Microsoft is launching more and more internal and external services on Azure. Given CEO Satya Nadella's focus on creating a "data culture," it's not too surprising that big data services are a top priority.
HDInsight, Microsoft's Hadoop on Azure service, was Microsoft's first commercially available big-data service. I'm wondering if Cosmos might be its next.
Currently, Cosmos is an internal-facing Microsoft service. It's Microsoft's massively parallel storage and computation service that handles data from Azure, Bing, AdCenter, MSN, Skype and Windows Live. According to a recent Microsoft job posting, there are 5,000 developers and "thousands" of users inside Microsoft using Cosmos. Cosmos was built using Microsoft's Dryad distributed-processing technology.
(In 2011, Microsoft dropped plans to make Dryad commercially available in favor of going with Hadoop. But some internal Dryad work has continued.)
Cosmos provides the backbone for Bing analysis and relevance. It is used by Microsoft internally to generate custom datasets of all kinds that teams use to build and evaluate products and services. But maybe Cosmos could generate externally available datasets, too -- especially as Cosmos expands its charter so as to store and process exabytes of structured data, social network updates, geospatial/map data, and semantic data collected across the Web.
"Every day we (the Cosmos team) run thousands of computations that read and write petabytes of data," according to another Microsoft job post. "For our external service, we’ve just started development, and it’s super exciting to be working on this product with very real multibillion dollar potential."
The post notes that there's a Big Data Tooling Team inside Microsoft's Cloud & Enterprise unit that is building the developer experience and tools for both Cosmos and HDInsight. That team owns the end-to-end user experience for big data. Team members "get exposure to users and the inter-workings of the massively parallel systems. Most importantly, we are producing the differentiator that will sell Microsoft’s big data products against its competitors," the job post continues.
Last week, I asked Microsoft Corporate Vice President President T.K. "Ranga" Rengarajan -- who heads Microsoft's data platform team -- whether Microsoft might make Cosmos available to non-Microsoft employees as an Azure service. He said "not at this time, but if it's something customers want, we'd be happy to do that." Update: A Microsoft spokesperson said that Rengarajan actually said that Cosmos is "Microsoft-only at this time, but we keep watching what customers want."

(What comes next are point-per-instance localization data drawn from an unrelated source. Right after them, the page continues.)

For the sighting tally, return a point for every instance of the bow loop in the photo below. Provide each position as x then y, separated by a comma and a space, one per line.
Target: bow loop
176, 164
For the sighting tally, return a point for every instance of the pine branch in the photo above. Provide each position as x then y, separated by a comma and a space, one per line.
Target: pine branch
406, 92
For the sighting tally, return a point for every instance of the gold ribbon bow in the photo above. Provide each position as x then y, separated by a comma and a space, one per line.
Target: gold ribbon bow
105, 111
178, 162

The Cosmos team isn't the only Microsoft group focused on mining big data for internal use. The Applications and Services Group (ASG) has a Shared Data Platform team that is building a set of hosted services used by Microsoft engineers internally to build and deploy data-centric applications. Those services and tools include a common metadata catalog, Web and Visual Studio authoring tools, data virtualization, data movement, SQL fabric management, data dimension processing, and a user interface surface that provides end-user access to data via Excel.
"The Data Platform team has been given responsibility for building the data sets that will be used to run Microsoft's devices and services businesses. In a One Microsoft partnership with teams across ASG, C&E (Cloud & Enterprise), Marketing, and Finance, we will be building the applications to acquire, integrate, and optimize the data that will be used throughout the company to understand the performance of our Online businesses," according to a job posting on Microsoft's career site.
There's also a team in Microsoft's Global Foundation Services unit that runs Microsoft's datacenters that is focused on harnessing big data. "Project Nova" is the unit that is collecting, storing, analyzing and visualizing datacenter telemetry, asset, networking and business process data. "The Nova Data Analytics team provides the tooling to access over 100TB of data in the GFS operational data warehouse," yet another job posting notes.
Back to Cosmos. I don't know how feasible or useful it would be for non-Microsoft employees to be able to tap into the kinds of data Microsoft currently collects and processes via Cosmos. But all those petabytes of data about what people search for, what ads they click on, which sites they visit and more definitely could be of keen interest to customers in certain businesses...